The team at Veganuary is educating people about how adopting a vegan lifestyle can improve personal health as well as help to sustain our environment. Changing your diet is not an easy task, which is why the organization’s team of experts provide those who want to make this change with plenty of help to make the transition as painless as possible. Such tools include meal plans and recipe guides, as well as nutrition tips and other recommendations. The organization even has a book out called, “How to Go Vegan: the Why, the How, and Everything You Need to Make Going Vegan Easy,” which is an even more in-depth resource.
What are some people are doing it
Research says people are motivated to adopt a vegan diet—or at least try it out—for primarily three reasons.
“Going vegan is important for many different reasons, but according to our research, the top three reasons participants take the Veganuary pledge are for personal health, animal welfare, and the environment,” says Veganuary CEO Simon Winch. “Eating vegan is a great way to improve energy and vitality, halve your dietary greenhouse gas emissions, and address animal agriculture—which is one of the biggest contributors to climate change.”

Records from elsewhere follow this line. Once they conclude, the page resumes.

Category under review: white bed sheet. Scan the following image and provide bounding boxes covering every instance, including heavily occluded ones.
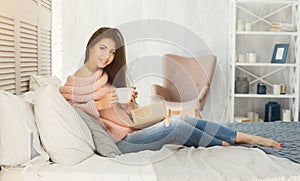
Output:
[0,145,300,181]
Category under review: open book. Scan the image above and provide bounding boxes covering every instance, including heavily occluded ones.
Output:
[129,102,167,129]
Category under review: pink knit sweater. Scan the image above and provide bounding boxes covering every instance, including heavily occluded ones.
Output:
[59,69,133,142]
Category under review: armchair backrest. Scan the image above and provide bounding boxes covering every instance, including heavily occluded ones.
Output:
[162,54,216,106]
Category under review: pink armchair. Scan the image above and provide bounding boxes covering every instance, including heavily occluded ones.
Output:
[151,54,216,117]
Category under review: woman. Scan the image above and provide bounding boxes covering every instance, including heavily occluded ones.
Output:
[60,28,283,153]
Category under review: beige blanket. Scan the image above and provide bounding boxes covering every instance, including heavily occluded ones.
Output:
[152,145,300,181]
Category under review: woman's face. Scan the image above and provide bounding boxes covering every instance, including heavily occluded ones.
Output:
[88,38,116,68]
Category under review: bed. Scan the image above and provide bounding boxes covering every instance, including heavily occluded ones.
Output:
[0,76,300,181]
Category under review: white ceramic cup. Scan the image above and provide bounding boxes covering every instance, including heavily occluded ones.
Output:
[248,53,256,63]
[282,109,291,122]
[237,19,245,31]
[273,84,280,95]
[116,87,132,104]
[238,53,246,63]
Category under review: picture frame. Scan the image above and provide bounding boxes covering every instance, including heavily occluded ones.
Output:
[271,43,289,63]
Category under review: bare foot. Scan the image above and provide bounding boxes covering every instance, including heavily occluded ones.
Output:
[222,141,231,146]
[235,132,283,148]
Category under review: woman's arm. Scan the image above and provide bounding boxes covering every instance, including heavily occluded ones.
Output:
[95,89,118,111]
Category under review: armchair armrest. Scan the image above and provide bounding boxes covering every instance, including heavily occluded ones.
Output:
[198,86,210,110]
[151,84,170,101]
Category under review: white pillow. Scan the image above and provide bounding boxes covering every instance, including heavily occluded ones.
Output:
[34,84,95,164]
[29,74,62,91]
[0,91,49,166]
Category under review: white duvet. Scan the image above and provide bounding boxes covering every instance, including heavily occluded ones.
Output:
[1,145,300,181]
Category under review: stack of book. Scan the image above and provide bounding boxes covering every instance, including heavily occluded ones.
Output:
[270,22,295,31]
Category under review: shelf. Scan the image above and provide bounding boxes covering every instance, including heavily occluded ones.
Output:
[236,31,298,36]
[228,0,300,121]
[235,63,297,67]
[234,94,296,98]
[237,0,298,4]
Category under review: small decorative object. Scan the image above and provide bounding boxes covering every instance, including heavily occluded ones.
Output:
[257,83,267,94]
[238,53,245,63]
[235,77,249,94]
[271,44,289,63]
[280,84,286,94]
[245,23,251,31]
[237,19,245,31]
[246,53,256,63]
[273,84,280,95]
[265,102,280,122]
[282,109,291,122]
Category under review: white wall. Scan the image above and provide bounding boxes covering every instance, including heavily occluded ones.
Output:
[53,0,229,121]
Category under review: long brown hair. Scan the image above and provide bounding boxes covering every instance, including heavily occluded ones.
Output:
[84,27,127,87]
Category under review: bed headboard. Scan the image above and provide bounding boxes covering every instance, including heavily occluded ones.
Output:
[0,0,52,94]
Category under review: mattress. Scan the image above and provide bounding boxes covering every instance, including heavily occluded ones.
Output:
[1,145,300,181]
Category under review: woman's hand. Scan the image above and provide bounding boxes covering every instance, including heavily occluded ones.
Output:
[96,89,118,111]
[128,87,138,109]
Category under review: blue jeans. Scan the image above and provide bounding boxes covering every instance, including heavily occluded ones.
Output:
[117,116,236,153]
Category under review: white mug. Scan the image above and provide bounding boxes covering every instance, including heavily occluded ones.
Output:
[238,53,245,63]
[237,19,245,31]
[282,109,291,122]
[116,87,132,104]
[247,53,256,63]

Winch says that Veganuary is expecting over 300,000 people from around the world to participate in this year’s challenge. Other survey results showed that 62 percent of respondents said they intended to continue following a vegan lifestyle after January, too. Another 82 percent said going vegan was not as difficult as they anticipated.

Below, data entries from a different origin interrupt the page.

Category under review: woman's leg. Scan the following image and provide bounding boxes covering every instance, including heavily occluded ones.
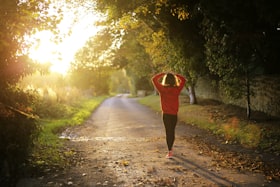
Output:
[162,114,177,151]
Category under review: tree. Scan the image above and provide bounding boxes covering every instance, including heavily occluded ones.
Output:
[70,30,113,95]
[0,0,61,186]
[93,1,207,103]
[201,0,280,118]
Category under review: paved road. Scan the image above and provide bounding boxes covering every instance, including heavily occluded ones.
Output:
[18,95,277,187]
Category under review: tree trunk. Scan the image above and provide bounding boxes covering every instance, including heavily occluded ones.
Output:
[246,72,251,119]
[188,85,197,104]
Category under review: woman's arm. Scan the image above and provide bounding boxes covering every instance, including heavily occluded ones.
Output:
[175,74,187,89]
[152,73,165,89]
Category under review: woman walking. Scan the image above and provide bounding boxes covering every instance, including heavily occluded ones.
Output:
[152,73,186,158]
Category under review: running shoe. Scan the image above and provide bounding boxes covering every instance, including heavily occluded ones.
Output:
[166,151,173,158]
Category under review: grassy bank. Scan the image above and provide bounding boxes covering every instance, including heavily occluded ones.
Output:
[139,95,280,155]
[32,96,107,168]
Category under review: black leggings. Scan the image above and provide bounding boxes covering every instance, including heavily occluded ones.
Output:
[162,114,177,151]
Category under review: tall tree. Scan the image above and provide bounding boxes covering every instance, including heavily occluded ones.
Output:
[201,0,280,118]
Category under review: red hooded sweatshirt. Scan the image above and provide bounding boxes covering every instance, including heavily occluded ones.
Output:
[152,73,186,115]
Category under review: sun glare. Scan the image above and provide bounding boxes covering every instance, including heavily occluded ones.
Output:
[28,2,101,74]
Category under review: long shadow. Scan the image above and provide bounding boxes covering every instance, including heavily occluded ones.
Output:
[168,155,240,187]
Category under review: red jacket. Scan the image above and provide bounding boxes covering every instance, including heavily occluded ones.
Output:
[152,73,186,115]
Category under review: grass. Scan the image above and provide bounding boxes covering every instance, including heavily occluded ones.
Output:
[32,96,107,167]
[139,95,280,155]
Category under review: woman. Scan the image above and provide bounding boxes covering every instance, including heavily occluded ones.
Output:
[152,73,186,158]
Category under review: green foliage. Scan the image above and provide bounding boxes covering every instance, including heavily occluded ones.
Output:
[31,96,107,173]
[0,105,40,184]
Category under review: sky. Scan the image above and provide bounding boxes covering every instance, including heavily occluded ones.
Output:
[29,1,102,74]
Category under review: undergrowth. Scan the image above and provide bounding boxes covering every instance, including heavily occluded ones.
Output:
[30,96,107,170]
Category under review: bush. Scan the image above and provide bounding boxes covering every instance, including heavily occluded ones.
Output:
[0,108,39,186]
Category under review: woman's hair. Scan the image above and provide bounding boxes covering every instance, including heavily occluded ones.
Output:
[162,73,178,86]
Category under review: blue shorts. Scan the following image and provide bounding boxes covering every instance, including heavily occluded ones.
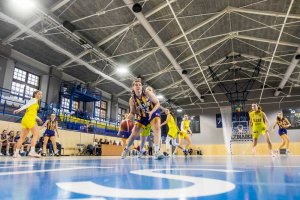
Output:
[44,129,55,137]
[278,128,287,136]
[135,109,160,128]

What exactly does going vegan entail
In case you need a refresher, there is a difference between vegan and vegetarian. According to the Vegan Society, “Veganism is a way of living which seeks to exclude, as far as is possible and practicable, all forms of exploitation of, and cruelty to, animals for food, clothing, or any other purpose.” A vegetarian, on the other hand, avoids eating animals, but may still opt for their by-products such as eggs, milk, and cheese.

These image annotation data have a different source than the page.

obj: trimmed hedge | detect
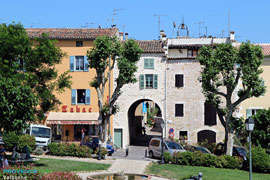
[48,143,93,158]
[169,151,243,169]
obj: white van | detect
[26,124,52,150]
[148,138,186,158]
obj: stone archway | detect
[127,99,162,146]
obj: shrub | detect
[17,134,36,152]
[177,151,193,165]
[41,172,82,180]
[163,152,172,163]
[248,146,270,172]
[3,132,19,151]
[48,143,92,157]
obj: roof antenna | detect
[154,14,167,40]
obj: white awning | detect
[46,112,99,124]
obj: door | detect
[114,129,123,148]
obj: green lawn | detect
[9,158,111,173]
[147,163,270,180]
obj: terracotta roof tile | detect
[26,28,118,40]
[136,40,164,53]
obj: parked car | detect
[81,136,116,156]
[214,143,247,161]
[148,138,186,158]
[185,145,211,154]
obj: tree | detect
[0,23,71,131]
[199,42,265,155]
[87,36,142,142]
[252,108,270,150]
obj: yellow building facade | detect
[239,44,270,119]
[27,28,119,141]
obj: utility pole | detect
[154,14,167,40]
[112,9,125,25]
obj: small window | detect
[175,104,184,117]
[144,59,154,69]
[179,131,188,140]
[76,41,83,47]
[75,56,84,71]
[77,89,85,104]
[175,74,184,87]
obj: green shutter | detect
[139,74,144,89]
[144,59,149,69]
[246,109,252,118]
[154,74,158,89]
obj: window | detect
[179,131,188,140]
[71,89,90,104]
[139,74,158,89]
[204,103,217,126]
[187,49,198,57]
[175,74,184,87]
[175,104,184,117]
[76,41,83,47]
[69,56,89,71]
[144,59,154,69]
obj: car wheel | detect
[149,151,154,158]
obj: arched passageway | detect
[128,99,162,146]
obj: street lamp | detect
[245,117,255,180]
[160,119,165,164]
[98,117,102,160]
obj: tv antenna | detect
[154,14,167,39]
[112,9,125,26]
[195,21,204,37]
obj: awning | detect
[46,112,99,124]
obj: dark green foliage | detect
[17,134,36,153]
[48,143,92,158]
[3,132,19,151]
[199,41,265,155]
[247,146,270,173]
[0,23,71,132]
[172,151,243,169]
[251,108,270,149]
[163,152,172,163]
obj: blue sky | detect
[0,0,270,43]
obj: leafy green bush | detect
[163,152,172,163]
[3,132,19,151]
[48,143,92,157]
[17,134,36,152]
[248,146,270,172]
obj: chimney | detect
[230,31,235,42]
[119,32,124,41]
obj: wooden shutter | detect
[83,56,89,71]
[139,74,144,89]
[69,56,75,71]
[144,59,149,69]
[154,74,158,89]
[71,89,77,104]
[246,109,252,118]
[85,89,91,104]
[175,104,184,117]
[175,74,184,87]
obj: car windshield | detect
[165,141,183,150]
[31,127,51,138]
[194,146,210,153]
[235,147,247,156]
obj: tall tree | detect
[199,42,265,155]
[87,36,142,142]
[0,23,71,130]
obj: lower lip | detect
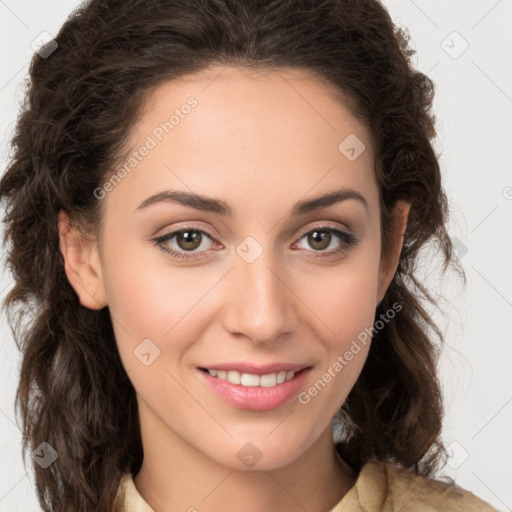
[198,367,311,411]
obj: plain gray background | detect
[0,0,512,512]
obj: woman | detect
[1,0,493,512]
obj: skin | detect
[59,67,408,512]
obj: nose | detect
[224,251,297,345]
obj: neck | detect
[134,404,357,512]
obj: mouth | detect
[199,367,309,388]
[198,365,312,411]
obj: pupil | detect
[308,231,331,250]
[177,231,201,251]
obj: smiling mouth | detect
[199,368,307,388]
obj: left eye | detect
[294,226,357,254]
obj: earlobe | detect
[377,201,411,304]
[58,210,107,310]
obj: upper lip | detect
[200,362,311,375]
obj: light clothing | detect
[118,462,497,512]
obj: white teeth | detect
[227,370,241,384]
[240,373,260,386]
[208,370,295,388]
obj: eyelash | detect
[152,226,359,261]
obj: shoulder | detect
[333,462,496,512]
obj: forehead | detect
[104,67,377,221]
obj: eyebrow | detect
[134,188,368,217]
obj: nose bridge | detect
[226,237,295,343]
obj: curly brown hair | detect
[0,0,460,512]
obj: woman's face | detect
[67,68,404,469]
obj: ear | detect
[377,200,411,303]
[58,210,107,309]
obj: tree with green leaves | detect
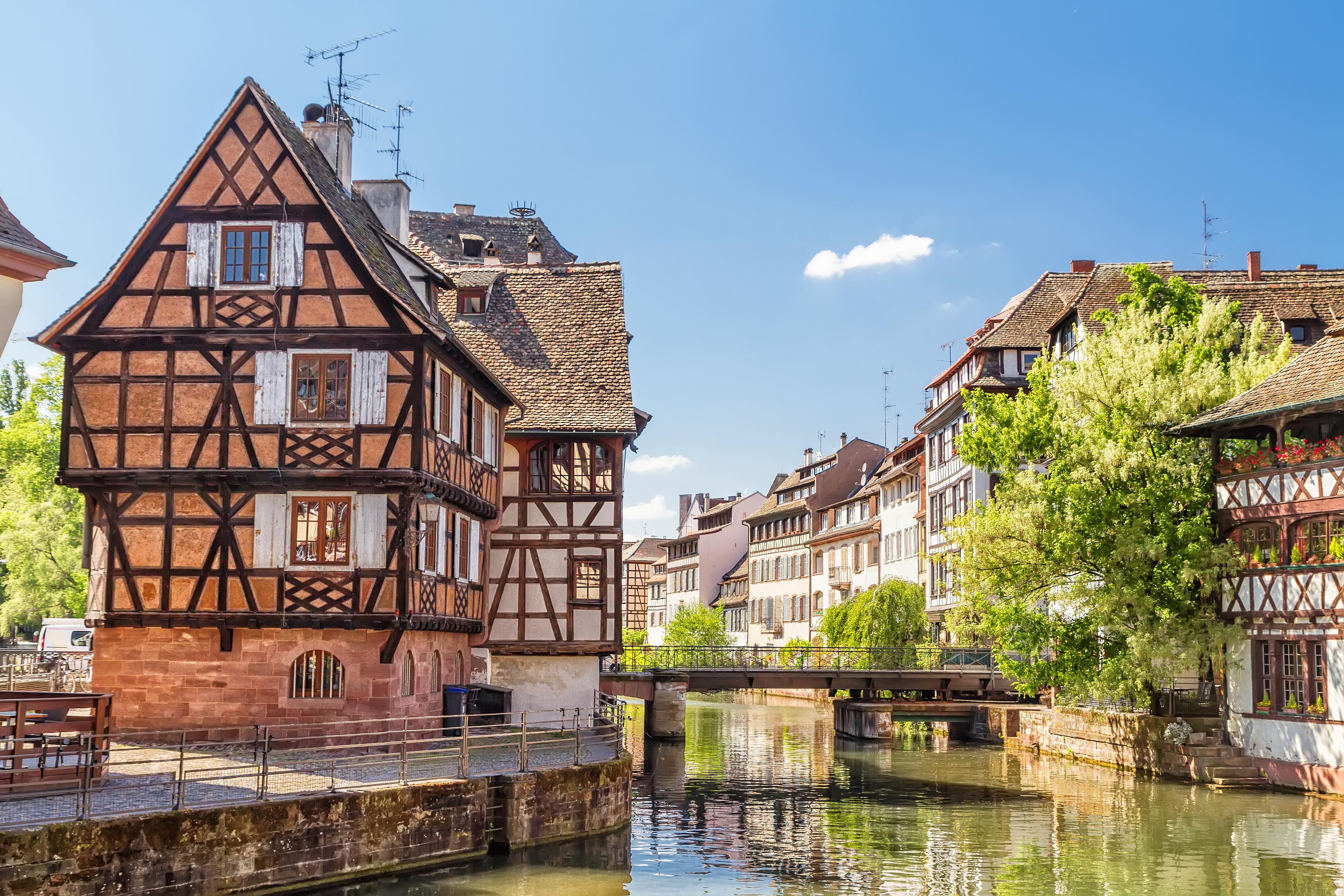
[0,357,89,635]
[949,265,1289,697]
[663,603,733,648]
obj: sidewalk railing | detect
[602,646,996,672]
[0,698,625,829]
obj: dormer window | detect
[457,286,485,314]
[220,227,270,283]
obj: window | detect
[293,355,349,420]
[289,497,349,564]
[574,560,602,603]
[220,227,270,283]
[1251,640,1327,719]
[289,650,345,700]
[528,442,614,494]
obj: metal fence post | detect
[172,731,187,809]
[517,711,527,771]
[574,707,583,766]
[457,712,472,780]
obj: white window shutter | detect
[253,352,289,425]
[187,223,219,286]
[452,373,462,445]
[355,494,387,570]
[253,494,289,570]
[434,508,447,575]
[273,221,304,286]
[469,520,481,582]
[349,351,387,425]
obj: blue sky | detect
[0,3,1344,535]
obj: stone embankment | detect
[0,754,632,896]
[1008,708,1268,787]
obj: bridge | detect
[601,646,1016,737]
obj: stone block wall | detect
[93,629,470,731]
[0,755,630,896]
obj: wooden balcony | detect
[1223,563,1344,619]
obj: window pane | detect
[574,442,593,492]
[294,357,323,420]
[323,357,349,420]
[247,230,270,283]
[323,500,349,563]
[293,501,321,563]
[551,442,570,494]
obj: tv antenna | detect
[378,101,425,184]
[882,367,900,447]
[1193,201,1227,270]
[304,28,397,132]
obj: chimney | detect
[304,102,355,192]
[353,179,411,246]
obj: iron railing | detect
[602,645,997,672]
[0,696,625,829]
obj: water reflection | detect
[323,697,1344,896]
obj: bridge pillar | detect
[833,700,891,740]
[644,669,691,740]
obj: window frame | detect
[570,558,606,607]
[285,492,355,570]
[215,220,275,289]
[288,349,355,428]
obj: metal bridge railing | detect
[0,696,625,829]
[602,645,997,672]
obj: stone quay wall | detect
[0,754,632,896]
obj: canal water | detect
[330,695,1344,896]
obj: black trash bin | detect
[444,685,466,737]
[466,685,514,725]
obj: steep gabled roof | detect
[34,78,447,345]
[1171,324,1344,435]
[414,259,640,437]
[411,211,578,266]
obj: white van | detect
[38,619,93,653]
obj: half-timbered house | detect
[36,79,519,730]
[1176,324,1344,793]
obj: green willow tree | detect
[949,265,1289,697]
[0,357,89,635]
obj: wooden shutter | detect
[253,494,289,570]
[187,221,219,286]
[272,221,304,286]
[349,351,387,426]
[355,494,387,570]
[470,520,481,582]
[253,352,289,425]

What are the health benefits of going vegan
Sharon Palmer, RDN and founder of the food blog, The Plant-Powered Dietitian advises that there is research on how switching to a vegan diet is linked to a decreased risk of chronic conditions such as Type 2 diabetes, cancer, and hypertension, to name a few. Palmer says this is because, “a vegan diet is rich in all of the ‘good’ stuff like vitamins, minerals, fibers, healthy fats, and antioxidants, and low in all of the things we must watch out for, such as saturated fat, cholesterol, and toxins related to the processing of meats.”
How can I start
You can take the pledge on the Veganuary site so you can kick-off this new journey. Who knows: you might decide to keep it up long past this month!